Capitale européenne de l’électro, Berlin est plus connue pour ses clubs et ses DJ-rois de la techno minimale comme le Berghain ou le Watergate, où l’on ondule comme un zombie sous des stroboscopes, les oreilles bombardées de basses violentes. Mais tous les soirs de la semaine, la musique des esclaves noirs d’Amérique fait vibrer différents clubs de la capitale germanique au rythme de voix chaudes et de croupes voluptueuses : le JAZZ !
Mardi soir, 22 heures. Dans un îlot de lumière plongé dans la nuit du parc Görlitzer, une voix élastique s’étire d’un octave à l’autre et fait déjà battre le cœur. La batterie s’affole et un piano s’enflamme. Soirée jam session à l’Edelweiss, un club de jazz de Berlin connu pour ses soirées chaudes.
C’est le patron du bar qui est à la batterie. Transpirant, souriant, tranquille comme un lion, il accompagne une jeune Allemande en T-shirt coulant sur l’épaule qui rejette ses cheveux en arrière en vocalisant sur Stormy Weather. Ici, l’improvisation comme les standards ont la cote. Et, contrairement au club B-Flat, dans le centre de la ville, où se presse une clientèle de quadragénaires élégants pour écouter des voix cristallines, à l’Edelweiss, les amoureux du jazz ont vingt-cinq ans et se déchaînent sur des rythmes chauds et vibrants comme la terre de la New Orleans.
Une slameuse new-yorkaise vibre sur la batterie du patron du bar
Une fille de New York se met à chalouper. Elle a un poème pour toutes les femmes: le poème de la femme africaine, en anglais. Comme un serpent, elle slame avec une sensualité et une force hypnotisante. Le public allemand – très black, très blanc, pour une fois – se tait, scié, et laisse sa bière en suspend.

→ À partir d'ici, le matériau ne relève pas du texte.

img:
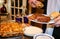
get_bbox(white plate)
[33,34,54,39]
[24,26,43,36]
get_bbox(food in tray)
[24,26,43,36]
[37,16,50,22]
[28,13,51,22]
[50,12,60,19]
[0,22,23,37]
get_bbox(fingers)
[29,0,36,8]
[55,19,60,27]
[54,16,60,22]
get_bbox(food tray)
[27,14,54,24]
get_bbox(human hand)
[54,16,60,27]
[29,0,43,8]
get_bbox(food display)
[28,14,51,22]
[24,26,43,36]
[0,22,23,37]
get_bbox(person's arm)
[28,0,44,8]
[54,16,60,27]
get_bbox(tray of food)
[27,14,54,24]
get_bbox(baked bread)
[0,22,23,37]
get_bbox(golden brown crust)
[0,22,23,37]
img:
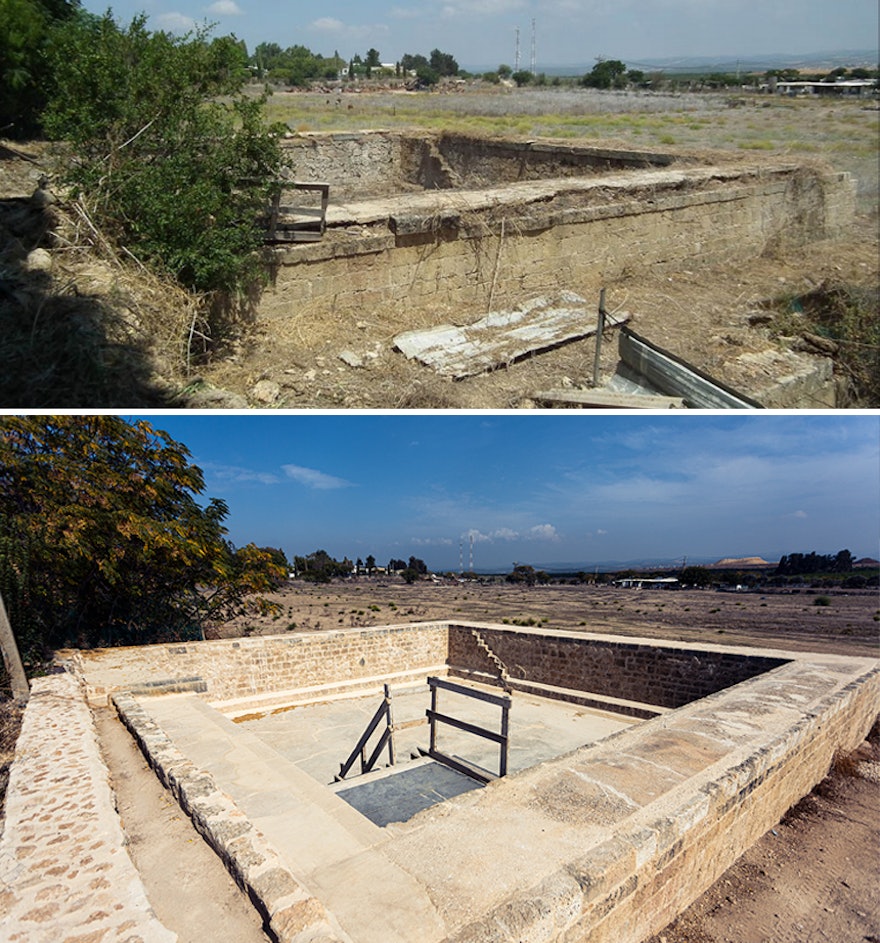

Ici, les gens se parlent, s’abordent, l’amour du jazz rapproche. Parmi le public se trouvent aussi des vieux routards de la musique, cheveux longs et look très new-yorkais. Un mélange générationnel rare à Berlin. Devant la porte des toilettes, je rencontre Mamadou, alias Blow P, qui est sénégalais et a épousé une Allemande. Tous les matins, ce Musulman convaincu et détendu va à l’école apprendre la langue de Goethe, mais le soir, pour lui, c’est jam session assaisonnée de grands discours sur Dieu. Rappeur (écouter ici) installé à Berlin, il navigue entre le Sénégal et l’Allemagne. Lui aussi aime slamer sur les jam sessions berlinoises, et j’avoue, sa musique me ferait même aimer le rap, même si je ne parle pas un mot de wolof.
Le Jazz Guide Berlin vous sera très utile en cas d’envie soudaine de vibrations blues, soul, vocal ou instru. Ça change des scintillements très deutsch de l’électro minimale, et de temps à autre, ça fait du bien, non?